Les Animaux se camouflent PDF

Les membres de cet ordre se retrouvent dans les régions tempérées et tropicales. La plupart des espèces font les Animaux se camouflent PDF de la famille des Mantidae.


Le sous-ordre des Mantodea a été décrit par l’entomologiste argentin Hermann Burmeister en 1838. C’est sans doute son attitude hiératique qui a donné ce nom à cet insecte, la tradition chrétienne ayant ajouté au nom mante l’adjectif  religieuse  caractérisant sa position d’attente semblable à un moine en prière. Chez les Mantodea, la tête est de forme triangulaire et les yeux sont largement espacés. Ces derniers sont dominants et ils offrent un large champ de vision.

Chez certaines espèces, ils peuvent être composés d’un nombre allant jusqu’à 10 000 ommatidies.

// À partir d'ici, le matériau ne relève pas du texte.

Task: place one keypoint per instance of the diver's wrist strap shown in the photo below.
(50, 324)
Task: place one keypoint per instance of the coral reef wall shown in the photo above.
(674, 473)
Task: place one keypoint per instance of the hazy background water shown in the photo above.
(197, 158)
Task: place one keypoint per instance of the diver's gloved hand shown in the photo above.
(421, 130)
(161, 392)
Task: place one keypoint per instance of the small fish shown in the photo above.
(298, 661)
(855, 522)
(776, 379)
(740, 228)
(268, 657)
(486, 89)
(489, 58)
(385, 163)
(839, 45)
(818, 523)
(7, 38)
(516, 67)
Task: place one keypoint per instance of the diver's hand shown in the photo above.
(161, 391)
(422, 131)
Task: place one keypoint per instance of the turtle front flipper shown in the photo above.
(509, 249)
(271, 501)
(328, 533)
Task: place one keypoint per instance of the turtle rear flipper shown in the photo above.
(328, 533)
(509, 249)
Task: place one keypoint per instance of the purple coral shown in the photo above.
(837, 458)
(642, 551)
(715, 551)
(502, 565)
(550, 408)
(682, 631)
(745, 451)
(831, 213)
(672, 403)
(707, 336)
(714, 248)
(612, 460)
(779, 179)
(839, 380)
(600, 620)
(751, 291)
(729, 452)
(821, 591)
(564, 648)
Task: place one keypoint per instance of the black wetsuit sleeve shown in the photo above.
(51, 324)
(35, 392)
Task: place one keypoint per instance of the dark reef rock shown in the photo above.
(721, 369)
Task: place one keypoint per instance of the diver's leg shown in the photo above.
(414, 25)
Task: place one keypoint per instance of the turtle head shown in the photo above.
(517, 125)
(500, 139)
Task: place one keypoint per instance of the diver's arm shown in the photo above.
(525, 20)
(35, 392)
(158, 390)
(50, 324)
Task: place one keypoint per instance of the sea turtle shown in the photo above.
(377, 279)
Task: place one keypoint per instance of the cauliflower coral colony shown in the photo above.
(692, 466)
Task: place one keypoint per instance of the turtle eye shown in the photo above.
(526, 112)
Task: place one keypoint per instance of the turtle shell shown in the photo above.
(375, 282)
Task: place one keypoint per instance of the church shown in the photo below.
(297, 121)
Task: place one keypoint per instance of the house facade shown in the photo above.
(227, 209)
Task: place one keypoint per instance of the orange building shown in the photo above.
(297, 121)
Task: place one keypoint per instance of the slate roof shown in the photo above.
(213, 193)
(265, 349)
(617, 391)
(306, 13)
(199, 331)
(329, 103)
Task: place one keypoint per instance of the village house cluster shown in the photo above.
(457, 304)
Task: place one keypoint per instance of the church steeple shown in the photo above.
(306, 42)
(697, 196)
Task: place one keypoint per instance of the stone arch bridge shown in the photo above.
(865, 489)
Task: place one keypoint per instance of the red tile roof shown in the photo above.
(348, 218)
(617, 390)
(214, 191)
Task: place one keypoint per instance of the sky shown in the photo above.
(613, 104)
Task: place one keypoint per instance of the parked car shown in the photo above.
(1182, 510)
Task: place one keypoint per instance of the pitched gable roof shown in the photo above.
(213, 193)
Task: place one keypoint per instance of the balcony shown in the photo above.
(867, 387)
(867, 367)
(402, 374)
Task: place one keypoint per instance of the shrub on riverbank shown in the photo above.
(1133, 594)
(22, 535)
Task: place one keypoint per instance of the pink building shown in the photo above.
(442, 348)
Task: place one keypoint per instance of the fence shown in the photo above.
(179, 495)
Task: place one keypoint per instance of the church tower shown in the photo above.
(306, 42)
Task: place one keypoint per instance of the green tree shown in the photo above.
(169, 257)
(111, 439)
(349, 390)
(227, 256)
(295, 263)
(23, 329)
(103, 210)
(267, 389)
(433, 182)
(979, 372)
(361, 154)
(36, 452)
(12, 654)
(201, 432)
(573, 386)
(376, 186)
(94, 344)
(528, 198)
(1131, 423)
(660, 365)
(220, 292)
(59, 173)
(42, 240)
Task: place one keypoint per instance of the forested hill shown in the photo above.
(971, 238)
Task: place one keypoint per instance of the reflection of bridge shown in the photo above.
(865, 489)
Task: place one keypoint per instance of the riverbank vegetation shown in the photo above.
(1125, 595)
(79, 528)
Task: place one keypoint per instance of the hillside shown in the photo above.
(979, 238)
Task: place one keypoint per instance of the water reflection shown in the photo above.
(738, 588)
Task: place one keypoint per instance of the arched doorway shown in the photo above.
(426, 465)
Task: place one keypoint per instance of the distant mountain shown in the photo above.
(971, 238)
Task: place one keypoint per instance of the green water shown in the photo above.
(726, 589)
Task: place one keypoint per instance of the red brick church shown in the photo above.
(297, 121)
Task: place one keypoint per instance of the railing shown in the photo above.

Ils ont une bonne vision de près et peuvent détailler les objets jusqu’à 20 mètres. La tache sombre sur l’œil se nomme pseudopupille. Les mantes possèdent des pattes préhensibles ravisseuses ou raptoriales.

Elles s’en servent pour capturer et maintenir leur proie. Le fémur et le tibia sont pourvus d’épines précédées de tubercules semblables à des dents. Les pattes antérieures possèdent un tarse délicat segmenté en quatre ou cinq segments et qui se termine avec deux griffes. Le thorax de la mante se compose du prothorax, du mésothorax et du métathorax. Mantoida, tous les Mantodea ont un prothorax plus allongé que les deux autres segments thoraciques. Au sein de l’ordre, la longueur des ailes est très variable.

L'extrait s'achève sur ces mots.